Além disso, um controle eficiente de entrada e saída de estoque ajuda a evitar erros no registro e armazenamento de produtos, além de prevenir a falta ou excesso de itens em estoque, que podem prejudicar a operação da empresa e a satisfação dos clientes. Dessa forma, o controle de entrada e saída de estoque é uma prática essencial para o sucesso e a sustentabilidade dos negócios.

 

Saiba mais: Conheça a metodologia FMEA e como aplicá-la na sua indústria

Como fazer o controle de entrada e saída de estoque corretamente

O controle de entrada e saída de estoque é fundamental para gerenciar adequadamente os materiais em uma empresa, evitando perdas, extravios e desabastecimento.
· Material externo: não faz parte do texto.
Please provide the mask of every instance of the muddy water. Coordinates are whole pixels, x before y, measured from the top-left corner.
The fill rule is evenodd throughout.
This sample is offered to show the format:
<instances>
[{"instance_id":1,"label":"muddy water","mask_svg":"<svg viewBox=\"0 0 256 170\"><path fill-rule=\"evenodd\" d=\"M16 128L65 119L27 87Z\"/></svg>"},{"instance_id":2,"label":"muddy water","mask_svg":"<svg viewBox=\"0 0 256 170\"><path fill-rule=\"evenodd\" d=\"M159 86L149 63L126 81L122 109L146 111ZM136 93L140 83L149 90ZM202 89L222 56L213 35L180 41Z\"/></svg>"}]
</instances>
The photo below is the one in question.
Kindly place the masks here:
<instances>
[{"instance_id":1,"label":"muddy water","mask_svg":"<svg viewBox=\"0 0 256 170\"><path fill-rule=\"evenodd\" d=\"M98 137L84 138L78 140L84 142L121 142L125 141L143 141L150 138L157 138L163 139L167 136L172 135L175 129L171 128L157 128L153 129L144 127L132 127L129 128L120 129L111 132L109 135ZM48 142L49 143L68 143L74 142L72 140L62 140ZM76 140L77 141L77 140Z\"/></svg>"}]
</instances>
Para realizar esse controle de forma eficiente, é importante seguir algumas práticas recomendadas:

Registre todas as movimentações

É importante registrar todas as movimentações de entrada e saída do estoque por meio de um sistema informatizado.

Padronize o registro

Padronize o registro para garantir que todos os itens sejam registrados da mesma forma, evitando erros e facilitando a identificação dos itens.

Realize inventários periódicos 

Outra dica que pode ser muito útil na hora de fazer o controle de entrada e saída de estoque é realizar inventários periódicos para verificar se os registros de estoque correspondem à quantidade física de itens armazenados.

Controle de validade

Monitore as datas de validade dos produtos em estoque para evitar o desperdício e garantir que os itens estejam em boas condições para uso.
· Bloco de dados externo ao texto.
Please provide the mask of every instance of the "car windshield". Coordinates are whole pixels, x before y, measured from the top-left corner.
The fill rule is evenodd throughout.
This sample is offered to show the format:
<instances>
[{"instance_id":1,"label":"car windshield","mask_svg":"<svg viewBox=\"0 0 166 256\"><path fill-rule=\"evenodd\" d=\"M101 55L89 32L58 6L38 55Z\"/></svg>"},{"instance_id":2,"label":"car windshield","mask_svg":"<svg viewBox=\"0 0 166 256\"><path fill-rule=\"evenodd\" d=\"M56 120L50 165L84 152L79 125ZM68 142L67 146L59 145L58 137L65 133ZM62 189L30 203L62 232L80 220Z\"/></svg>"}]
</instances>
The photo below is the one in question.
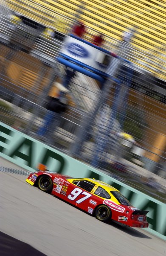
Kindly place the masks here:
<instances>
[{"instance_id":1,"label":"car windshield","mask_svg":"<svg viewBox=\"0 0 166 256\"><path fill-rule=\"evenodd\" d=\"M128 206L132 206L132 205L123 195L121 194L118 191L111 191L111 193L115 196L118 201L124 205L127 205Z\"/></svg>"},{"instance_id":2,"label":"car windshield","mask_svg":"<svg viewBox=\"0 0 166 256\"><path fill-rule=\"evenodd\" d=\"M98 187L94 194L107 199L110 199L111 198L111 196L108 192L100 186Z\"/></svg>"}]
</instances>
Controle de estoque mínimo

Estabeleça um estoque mínimo para cada item e monitore regularmente para garantir que os níveis de estoque estejam adequados.

Utilize tecnologia

Utilize sistemas de gestão de estoque para automatizar e agilizar o processo de controle de entrada e saída de estoque.

 

Leia mais: Mas afinal, o que é a certificação ISO 9001?

Como a TDGI pode ajudar

Para assegurar a conservação das estruturas e instalações prediais com os melhores serviços e processos de manutenção em hospitais, conte com um parceiro sólido, confiável, experiente e com conhecimento de mercado.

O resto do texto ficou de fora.